Runtuhnya Pamor Prabu Siliwangi
Lokasi: Halaman dalam Museum Sejarah Jakarta, depan patung Dewa Hermes
Waktu: Rabu (23/02)sekitar pukul 10.00 menuju pukul 11.00 WIB
Aktor: Seorang pemandu MSJ, beberapa orang guru pendamping, anak-anak SD kelas 4 dan 5, seorang mahasiswa Museologi UI.
Pemandu: Jadi adek-adek, daerah ini dulunya bernama Sunda Kelapa yang berada di bawah kekuasaan Kerajaan Pajajaran.
Anak-anak: Manggut-manggut sok ngerti.
Pemandu: Nah, ada seorang raja yang paling terkenal dari Kerajaan Pajajaran. Namanya siapa hayo?
Anak-anak: Bisik-bisik, entah mencari jawaban, entah ngobrolin hal yang tidak kontekstual, dan entah-entah yang lain.
Pemandu: Namanya Prabu….Prabu…Prabu…
Anak-anak: Makin bingung, dan tak ada yang menjawab.
Pemandu: Prabu….
Anak-anak: beberapa orang menyeletuk….Prabu Wijaya… Prabu Wijaya....
Pemandu: ????
Guru: ????
Mahasiswa Museologi: ???
Setelah itu pecah tawa di antara pemandu, guru pembimbing, mahasiswa museologi yang kebetulan lewat, dan anak-anak itu. Jelas sekali jawabannya bukan Prabu Wijaya. Pikiran saya langsung melayang ke jajaran raja-raja Majapahit saat saya mendapat cerita ini dari teman saya (dia berperan sebagai mahasiswa Museologi) yang menjadi saksi kunci adegan tersebut. Saya pikir kenapa anak-anak begitu jauh melemparkan nama raja sampai ke timur Jawa sana, sementara raja tersebut tak jauh-jauh asalnya dari sekitaran barat Jawa sini.
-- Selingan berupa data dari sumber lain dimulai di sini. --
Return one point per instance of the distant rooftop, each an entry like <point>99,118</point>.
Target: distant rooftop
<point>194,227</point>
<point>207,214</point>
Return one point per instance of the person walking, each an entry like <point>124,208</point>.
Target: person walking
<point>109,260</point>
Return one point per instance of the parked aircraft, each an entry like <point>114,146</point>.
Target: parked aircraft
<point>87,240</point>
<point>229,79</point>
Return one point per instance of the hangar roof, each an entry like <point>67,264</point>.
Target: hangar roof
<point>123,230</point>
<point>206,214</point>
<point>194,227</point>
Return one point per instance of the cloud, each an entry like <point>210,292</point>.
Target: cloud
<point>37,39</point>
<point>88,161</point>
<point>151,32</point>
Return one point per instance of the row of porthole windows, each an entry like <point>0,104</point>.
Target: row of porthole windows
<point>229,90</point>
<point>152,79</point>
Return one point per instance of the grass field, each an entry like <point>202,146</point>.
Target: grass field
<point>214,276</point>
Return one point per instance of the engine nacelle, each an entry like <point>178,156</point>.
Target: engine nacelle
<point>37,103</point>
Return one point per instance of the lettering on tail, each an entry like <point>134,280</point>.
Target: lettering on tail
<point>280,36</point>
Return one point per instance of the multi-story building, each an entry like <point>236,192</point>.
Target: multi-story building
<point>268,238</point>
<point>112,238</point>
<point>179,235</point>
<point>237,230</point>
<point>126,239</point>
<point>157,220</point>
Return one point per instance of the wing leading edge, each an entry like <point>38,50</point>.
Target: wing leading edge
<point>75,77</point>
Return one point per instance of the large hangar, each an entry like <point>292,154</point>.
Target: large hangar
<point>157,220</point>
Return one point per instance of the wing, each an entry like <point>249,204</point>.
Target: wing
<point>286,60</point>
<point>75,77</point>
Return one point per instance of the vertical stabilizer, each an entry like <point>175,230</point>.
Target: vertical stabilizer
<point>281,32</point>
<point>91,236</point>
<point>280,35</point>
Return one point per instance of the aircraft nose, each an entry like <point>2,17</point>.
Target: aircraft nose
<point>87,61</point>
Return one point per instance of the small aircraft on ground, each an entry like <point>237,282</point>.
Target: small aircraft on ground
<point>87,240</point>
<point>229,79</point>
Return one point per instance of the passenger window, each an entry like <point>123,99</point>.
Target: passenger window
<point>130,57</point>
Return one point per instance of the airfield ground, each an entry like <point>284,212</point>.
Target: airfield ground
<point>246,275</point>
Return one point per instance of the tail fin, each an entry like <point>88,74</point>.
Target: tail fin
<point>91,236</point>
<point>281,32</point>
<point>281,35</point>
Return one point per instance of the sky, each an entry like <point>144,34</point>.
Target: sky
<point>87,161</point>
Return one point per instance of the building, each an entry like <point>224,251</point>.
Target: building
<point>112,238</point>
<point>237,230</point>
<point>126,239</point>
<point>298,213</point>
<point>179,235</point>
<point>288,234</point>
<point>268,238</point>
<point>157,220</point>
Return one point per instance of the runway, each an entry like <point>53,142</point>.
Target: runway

Alkisah, ternyata Prabu Wijaya itu adalah nama tokoh sinetron yang saat ini sedang naik tayang di salah satu stasiun televisi swasta. Prabu Wijaya adalah ayah dari tokoh Amira (Nikita Willy) dalam sinetron "Putri yang Tertukar". Guobrak…….Wajar saja jika tokoh Prabu Wijaya ini begitu lekat di kepala anak-anak, guru pembimbing, pemandu, -dan teman saya-. Sinetron ini ditayangkan hampir empat jam sehari. Efeknya dahsyat sekali, mampu menciptakan tokoh-tokoh baru dalam kanvas sejarah Indonesia. Prabu Siliwangi digulingkan oleh sosok fiktif Prabu Wijaya. Kita lihat, besok tokoh mana lagi yang akan digeser posisinya.
Untuk alasan itulah saya masih menjaga jarak dengan televisi. Benda kotak dengan layar kaca itu memang berhasil memikat saya di waktu kecil dulu. Tapi seiring berjalannya waktu, si kotak berlayar kaca itu menyajikan acara-acara yang cepat membuat eneg –mungkin akan berbeda jika keluarga saya mampu berlangganan TV kabel-. Pihak-pihak yang mempunyai kemampuan untuk meramaikan layar televisi makin hari makin tak bertanggungjawab saja. Mereka selalu saja memasok “sampah-sampah” untuk dinikmati oleh masyarakat Indonesia. Memang tidak semua stasiun televisi menyebarkan “racun” yang mematikan. Ada juga si yang masih punya rasa manusiawi.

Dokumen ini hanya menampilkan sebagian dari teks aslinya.